Based on results from the IMerge Phase 3 clinical trial, Geron submitted a New Drug Application for imetelstat in lower risk MDS that was accepted for review by the FDA and assigned a Prescription Drug User Fee Act (PDUFA) action date of June 16, 2024.

About IMerge Phase 3

The Phase 3 portion of the IMerge Phase 2/3 study is a double-blind, 2:1 randomized, placebo-controlled clinical trial to evaluate imetelstat in patients with IPSS Low or Intermediate-1 risk (lower risk) transfusion dependent MDS who were relapsed after, refractory to, or ineligible for, erythropoiesis stimulating agent (ESA) treatment, had not received prior treatment with either a HMA or lenalidomide and were non-del(5q). To be eligible for IMerge Phase 3, patients were required to be transfusion dependent, defined as requiring at least four units of packed red blood cells (RBCs), over an eight-week period during the 16 weeks prior to entry into the trial. The primary efficacy endpoint of IMerge Phase 3 is the rate of red blood cell transfusion independence (RBC-TI) lasting at least eight weeks, defined as the proportion of patients without any RBC transfusion for at least eight consecutive weeks since entry to the trial (8-week TI).
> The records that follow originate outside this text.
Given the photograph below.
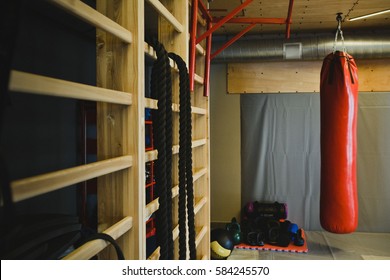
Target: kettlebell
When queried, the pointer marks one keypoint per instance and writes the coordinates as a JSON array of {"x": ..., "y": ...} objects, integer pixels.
[{"x": 235, "y": 230}]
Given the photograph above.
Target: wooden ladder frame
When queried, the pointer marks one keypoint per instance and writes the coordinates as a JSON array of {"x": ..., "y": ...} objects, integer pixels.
[{"x": 121, "y": 104}]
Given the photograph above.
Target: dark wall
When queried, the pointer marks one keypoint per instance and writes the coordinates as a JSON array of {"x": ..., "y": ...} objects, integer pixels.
[{"x": 40, "y": 133}]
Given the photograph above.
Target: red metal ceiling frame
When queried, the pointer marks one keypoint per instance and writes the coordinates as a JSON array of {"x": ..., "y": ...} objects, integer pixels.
[{"x": 196, "y": 4}]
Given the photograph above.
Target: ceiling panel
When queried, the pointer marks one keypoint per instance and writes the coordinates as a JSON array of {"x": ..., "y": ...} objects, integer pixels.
[{"x": 307, "y": 15}]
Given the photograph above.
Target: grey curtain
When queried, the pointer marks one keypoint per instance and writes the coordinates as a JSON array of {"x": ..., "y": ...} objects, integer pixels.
[{"x": 280, "y": 156}]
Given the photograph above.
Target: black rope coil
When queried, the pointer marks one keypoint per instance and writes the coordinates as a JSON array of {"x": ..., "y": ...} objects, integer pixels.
[
  {"x": 161, "y": 88},
  {"x": 186, "y": 192}
]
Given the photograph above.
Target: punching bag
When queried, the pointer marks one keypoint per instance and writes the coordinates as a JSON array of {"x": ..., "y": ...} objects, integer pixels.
[{"x": 338, "y": 98}]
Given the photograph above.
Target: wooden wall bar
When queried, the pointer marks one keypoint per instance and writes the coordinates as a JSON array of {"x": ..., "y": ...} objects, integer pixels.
[
  {"x": 300, "y": 76},
  {"x": 121, "y": 103}
]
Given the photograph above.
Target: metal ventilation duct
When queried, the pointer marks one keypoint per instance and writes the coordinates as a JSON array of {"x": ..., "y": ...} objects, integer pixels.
[{"x": 314, "y": 47}]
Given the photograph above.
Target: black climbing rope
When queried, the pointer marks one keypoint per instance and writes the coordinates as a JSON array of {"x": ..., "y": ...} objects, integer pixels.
[
  {"x": 185, "y": 165},
  {"x": 161, "y": 89}
]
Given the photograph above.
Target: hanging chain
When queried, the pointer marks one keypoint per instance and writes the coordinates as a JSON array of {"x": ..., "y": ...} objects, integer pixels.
[{"x": 339, "y": 31}]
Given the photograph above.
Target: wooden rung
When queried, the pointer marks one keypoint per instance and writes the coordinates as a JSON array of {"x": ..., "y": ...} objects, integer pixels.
[
  {"x": 155, "y": 255},
  {"x": 37, "y": 84},
  {"x": 199, "y": 79},
  {"x": 93, "y": 17},
  {"x": 198, "y": 143},
  {"x": 149, "y": 51},
  {"x": 200, "y": 235},
  {"x": 201, "y": 20},
  {"x": 195, "y": 144},
  {"x": 200, "y": 50},
  {"x": 160, "y": 8},
  {"x": 91, "y": 248},
  {"x": 199, "y": 173},
  {"x": 199, "y": 204},
  {"x": 175, "y": 232},
  {"x": 150, "y": 208},
  {"x": 152, "y": 104},
  {"x": 40, "y": 184},
  {"x": 151, "y": 155},
  {"x": 199, "y": 111}
]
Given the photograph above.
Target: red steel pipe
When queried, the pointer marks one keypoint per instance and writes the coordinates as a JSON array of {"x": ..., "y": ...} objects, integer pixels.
[
  {"x": 206, "y": 83},
  {"x": 288, "y": 20},
  {"x": 223, "y": 21},
  {"x": 194, "y": 22},
  {"x": 205, "y": 12},
  {"x": 231, "y": 41},
  {"x": 255, "y": 20}
]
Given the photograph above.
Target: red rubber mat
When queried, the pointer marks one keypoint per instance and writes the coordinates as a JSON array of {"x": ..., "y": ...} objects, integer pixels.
[{"x": 267, "y": 247}]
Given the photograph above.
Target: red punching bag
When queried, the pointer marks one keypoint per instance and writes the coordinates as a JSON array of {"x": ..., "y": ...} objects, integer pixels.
[{"x": 339, "y": 98}]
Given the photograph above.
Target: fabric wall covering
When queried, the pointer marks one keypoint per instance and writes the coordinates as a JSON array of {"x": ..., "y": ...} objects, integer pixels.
[{"x": 280, "y": 156}]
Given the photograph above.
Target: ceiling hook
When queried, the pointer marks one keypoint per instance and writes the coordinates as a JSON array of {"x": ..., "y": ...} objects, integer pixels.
[{"x": 339, "y": 19}]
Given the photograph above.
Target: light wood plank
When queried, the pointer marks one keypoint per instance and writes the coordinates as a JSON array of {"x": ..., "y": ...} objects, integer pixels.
[
  {"x": 300, "y": 76},
  {"x": 199, "y": 79},
  {"x": 93, "y": 17},
  {"x": 37, "y": 84},
  {"x": 160, "y": 8},
  {"x": 200, "y": 50},
  {"x": 121, "y": 67},
  {"x": 151, "y": 155},
  {"x": 199, "y": 111},
  {"x": 152, "y": 104},
  {"x": 91, "y": 248},
  {"x": 199, "y": 204},
  {"x": 26, "y": 188}
]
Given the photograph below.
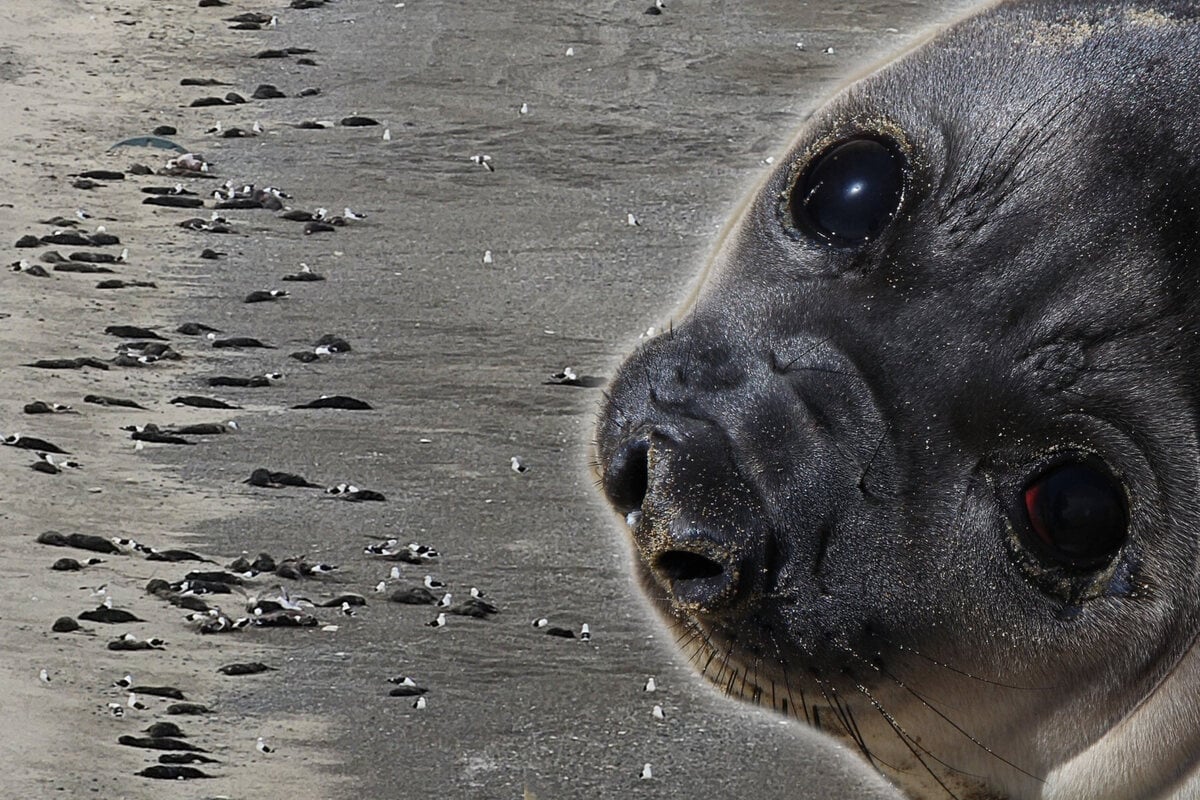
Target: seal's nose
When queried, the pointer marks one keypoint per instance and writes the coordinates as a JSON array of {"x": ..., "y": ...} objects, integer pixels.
[
  {"x": 628, "y": 479},
  {"x": 696, "y": 567},
  {"x": 687, "y": 510}
]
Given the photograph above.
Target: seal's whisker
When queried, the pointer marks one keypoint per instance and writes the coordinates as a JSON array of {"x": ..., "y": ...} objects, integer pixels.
[
  {"x": 912, "y": 745},
  {"x": 969, "y": 675},
  {"x": 937, "y": 711},
  {"x": 834, "y": 703},
  {"x": 875, "y": 453}
]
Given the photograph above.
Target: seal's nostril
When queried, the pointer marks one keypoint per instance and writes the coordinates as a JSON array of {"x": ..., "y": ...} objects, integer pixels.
[
  {"x": 628, "y": 477},
  {"x": 682, "y": 565}
]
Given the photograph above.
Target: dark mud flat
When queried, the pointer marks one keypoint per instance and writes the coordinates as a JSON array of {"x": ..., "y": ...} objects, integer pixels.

Key secondary endpoints include the rate of RBC-TI lasting at least 24 weeks (24-week TI), the duration of TI and the rate of hematologic improvement erythroid (HI-E), which is defined under 2006 IWG criteria as a rise in hemoglobin of at least 1.5 g/dL above the pretreatment level for at least eight weeks or a reduction of at least four units of RBC transfusions over eight weeks compared with the prior RBC transfusion burden. A total of 178 patients were enrolled in IMerge Phase 3 across North America, Europe, Middle East and Asia.

About Imetelstat

Imetelstat is a novel, first-in-class investigational telomerase inhibitor exclusively owned by Geron and being developed in hematologic malignancies. Imetelstat has been granted Fast Track designation by the U.S. Food and Drug Administration for both the treatment of adult patients with transfusion dependent anemia due to Low or Intermediate-1 risk MDS that is not associated with del(5q) who are refractory or resistant to an erythropoiesis stimulating agent, and for adult patients with Intermediate-2 or High-risk myelofibrosis (MF) whose disease has relapsed after or is refractory to janus associated kinase (JAK) inhibitor treatment. Imetelstat is currently not approved by any regulatory authority.